La collection d’Irene Roosevelt Aitken, décédée en avril 2025, commence dans les années 1950-1960 avec la sculptrice Annie Laurie Aitken (dont les galeries britanniques du Met portent le nom) et Russell Barnett Aitken, artiste, chasseur et écrivain. Après la mort de John Aspinwall Roosevelt II – dernier enfant du président Franklin D. Roosevelt –, sa veuve épouse Russell Barnett Aitken en 1986 et continue la collection. Les trois ventes en direct comprennent le contenu de la salle à manger et les peintures britanniques le 11 février, le contenu du salon et les peintures françaises le 12 février, enfin la bibliothèque et les objets de vertu le 13 février ; suivent deux enchères en ligne.
Les pièces maîtresses ? Le portrait de Lady Berkeley, peint par sir Thomas Lawrence (est. 600 000-800 000 dollars, soit 517 000-690 000 euros), et la duchesse et le duc de Belle-Isle, saisis par Maurice Quentin de La Tour (est. 400 000-600 000 dollars, soit 345 000-517 000 euros). Nicolas Lancret livre quatre panneaux figurant les Quatre Saisons commandés par le duc de Melun pour son hôtel de la place Royale (est. 800 000-1,2 million de dollars, soit 690 000-1 million d’euros).

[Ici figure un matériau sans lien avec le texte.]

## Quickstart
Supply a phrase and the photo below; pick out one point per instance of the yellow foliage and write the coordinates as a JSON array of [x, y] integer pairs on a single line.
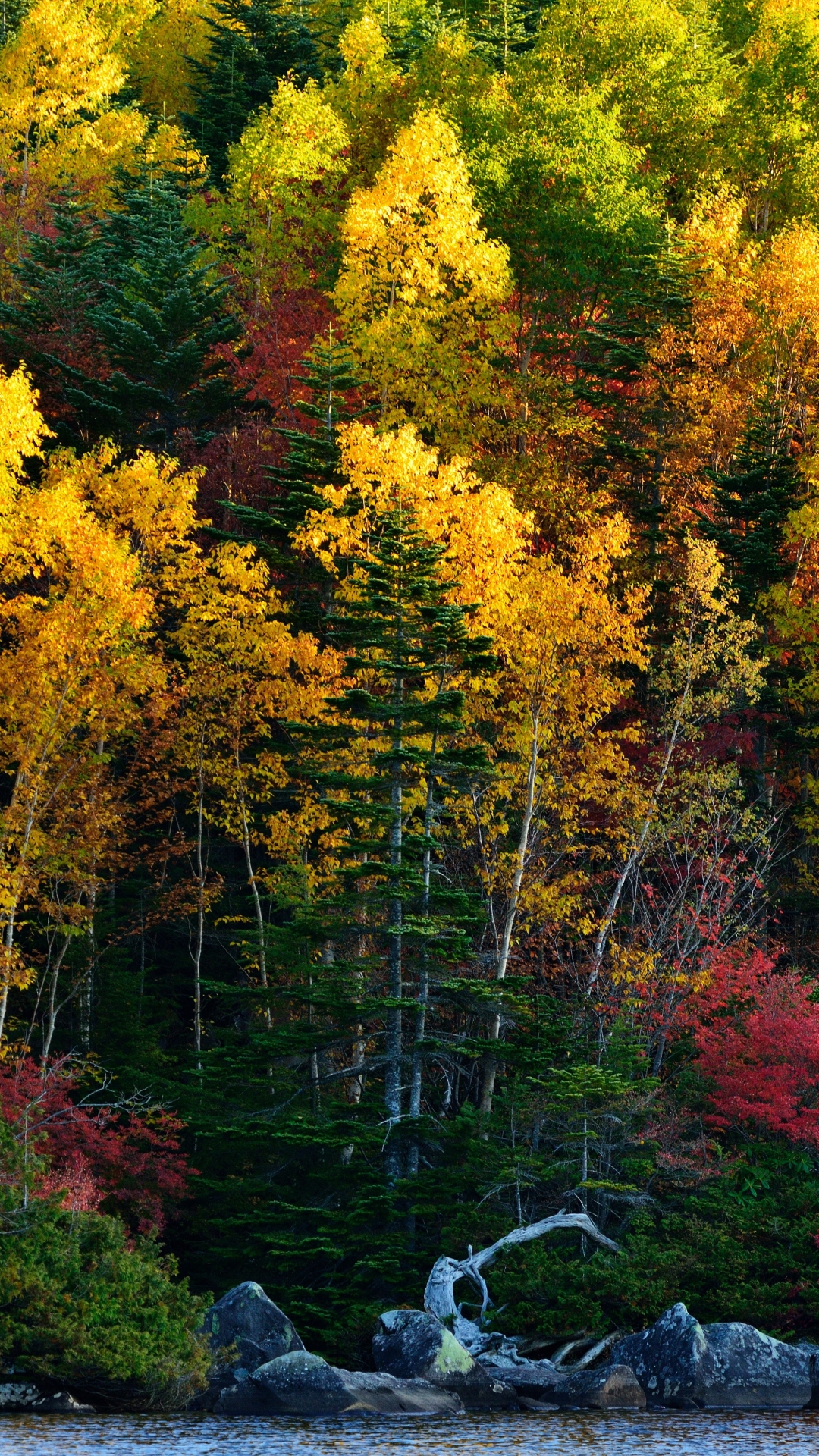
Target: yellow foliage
[[422, 287], [22, 431], [483, 533], [284, 191]]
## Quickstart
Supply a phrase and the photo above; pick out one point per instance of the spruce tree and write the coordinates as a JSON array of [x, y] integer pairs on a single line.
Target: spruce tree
[[752, 503], [47, 322], [254, 44], [312, 462], [385, 767], [161, 315]]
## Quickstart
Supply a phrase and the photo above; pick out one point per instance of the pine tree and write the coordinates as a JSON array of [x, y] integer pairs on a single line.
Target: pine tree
[[256, 42], [312, 462], [385, 769], [161, 315], [47, 322], [752, 504]]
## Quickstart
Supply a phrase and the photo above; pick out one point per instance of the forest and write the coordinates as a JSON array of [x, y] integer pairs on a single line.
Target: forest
[[410, 664]]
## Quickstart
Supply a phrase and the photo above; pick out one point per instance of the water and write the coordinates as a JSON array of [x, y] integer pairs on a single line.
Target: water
[[605, 1433]]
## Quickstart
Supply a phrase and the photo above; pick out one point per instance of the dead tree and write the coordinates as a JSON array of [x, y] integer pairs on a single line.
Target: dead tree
[[439, 1294]]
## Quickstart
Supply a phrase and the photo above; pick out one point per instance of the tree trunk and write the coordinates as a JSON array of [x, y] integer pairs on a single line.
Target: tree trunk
[[493, 1033], [439, 1294]]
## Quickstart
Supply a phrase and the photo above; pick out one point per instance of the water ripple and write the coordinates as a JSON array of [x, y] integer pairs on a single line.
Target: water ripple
[[605, 1433]]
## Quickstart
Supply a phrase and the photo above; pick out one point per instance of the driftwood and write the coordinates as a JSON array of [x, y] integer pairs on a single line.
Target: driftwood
[[439, 1294]]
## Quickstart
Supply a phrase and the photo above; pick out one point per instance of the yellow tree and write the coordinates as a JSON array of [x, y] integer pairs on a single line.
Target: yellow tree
[[563, 650], [77, 664], [483, 533], [243, 672], [284, 193], [422, 287], [58, 76]]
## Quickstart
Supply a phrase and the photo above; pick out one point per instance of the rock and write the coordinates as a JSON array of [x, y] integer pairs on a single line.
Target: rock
[[300, 1383], [535, 1379], [670, 1360], [63, 1404], [248, 1320], [611, 1388], [608, 1388], [754, 1370], [18, 1395], [411, 1345], [682, 1363], [256, 1329]]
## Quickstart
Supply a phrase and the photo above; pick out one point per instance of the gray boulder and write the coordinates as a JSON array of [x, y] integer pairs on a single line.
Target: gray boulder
[[534, 1379], [670, 1360], [684, 1363], [300, 1383], [411, 1345], [755, 1370], [610, 1388], [538, 1383], [248, 1320], [245, 1329], [18, 1395]]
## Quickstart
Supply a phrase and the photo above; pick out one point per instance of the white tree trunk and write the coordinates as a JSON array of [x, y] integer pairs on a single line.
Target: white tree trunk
[[439, 1294]]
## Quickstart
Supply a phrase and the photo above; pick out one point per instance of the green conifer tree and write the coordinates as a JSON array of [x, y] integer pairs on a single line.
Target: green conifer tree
[[312, 462], [254, 44], [162, 312], [47, 321], [752, 503]]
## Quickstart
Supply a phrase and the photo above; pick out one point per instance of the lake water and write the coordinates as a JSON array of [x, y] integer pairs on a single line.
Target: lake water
[[605, 1433]]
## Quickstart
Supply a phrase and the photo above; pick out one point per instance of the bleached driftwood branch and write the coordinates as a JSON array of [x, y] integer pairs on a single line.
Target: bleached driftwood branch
[[439, 1294]]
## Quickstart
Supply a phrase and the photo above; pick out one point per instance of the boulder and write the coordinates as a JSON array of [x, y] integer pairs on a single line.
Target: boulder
[[248, 1320], [411, 1345], [18, 1395], [610, 1388], [670, 1360], [300, 1383], [755, 1370], [245, 1329], [534, 1379], [682, 1363]]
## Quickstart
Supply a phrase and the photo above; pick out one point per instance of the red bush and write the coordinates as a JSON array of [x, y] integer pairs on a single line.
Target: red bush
[[118, 1156], [758, 1044]]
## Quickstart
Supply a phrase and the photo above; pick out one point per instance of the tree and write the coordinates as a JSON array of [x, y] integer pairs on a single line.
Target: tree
[[752, 503], [312, 465], [391, 753], [757, 1038], [57, 286], [422, 287], [162, 318], [286, 194], [253, 47]]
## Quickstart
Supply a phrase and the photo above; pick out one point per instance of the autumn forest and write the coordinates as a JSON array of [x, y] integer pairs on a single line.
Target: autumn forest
[[410, 680]]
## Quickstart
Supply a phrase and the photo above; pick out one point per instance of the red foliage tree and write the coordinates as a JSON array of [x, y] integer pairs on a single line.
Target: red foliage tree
[[758, 1044], [117, 1156]]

Un tapis Louis XIII de la manufacture de la Savonnerie, atelier de Chaillot, de 1640-1650, porte des armoiries avec un château (est. 600 000-1 million de dollars, soit 517 000-860 000 euros). Les provenances sont prestigieuses. Une paire de soupières George III en argent venant de Belton House, vendue chez Christie’s en 1929, intègre la collection William Randolph Hearst (est. 250 000-350 000 dollars, soit 215 000-301 000 euros). Un vase céladon chinois à monture Louis XV, acquis en 1965, provient de Harewood House (est. 200 000-300 000 dollars, soit 172 000-258 000 euros). Russell B. Aitken collectionnait les objets de la maison Fabergé, telle une tabatière en forme de tête d’hippopotame en jaspe sanguin montée or à Saint-Pétersbourg (vers 1890 ; est. 100 000-150 000 dollars, soit 86 000-129 000 euros). Matthew Boulton signe une paire de vases à parfum « sphinx » George III en verre et aventurine (est. 60 000- 100 000 dollars, soit 52 000- 86 000 euros). À noter, enfin, que l’appartement est mis en vente pour 19 millions d’euros, pour la première fois depuis un siècle.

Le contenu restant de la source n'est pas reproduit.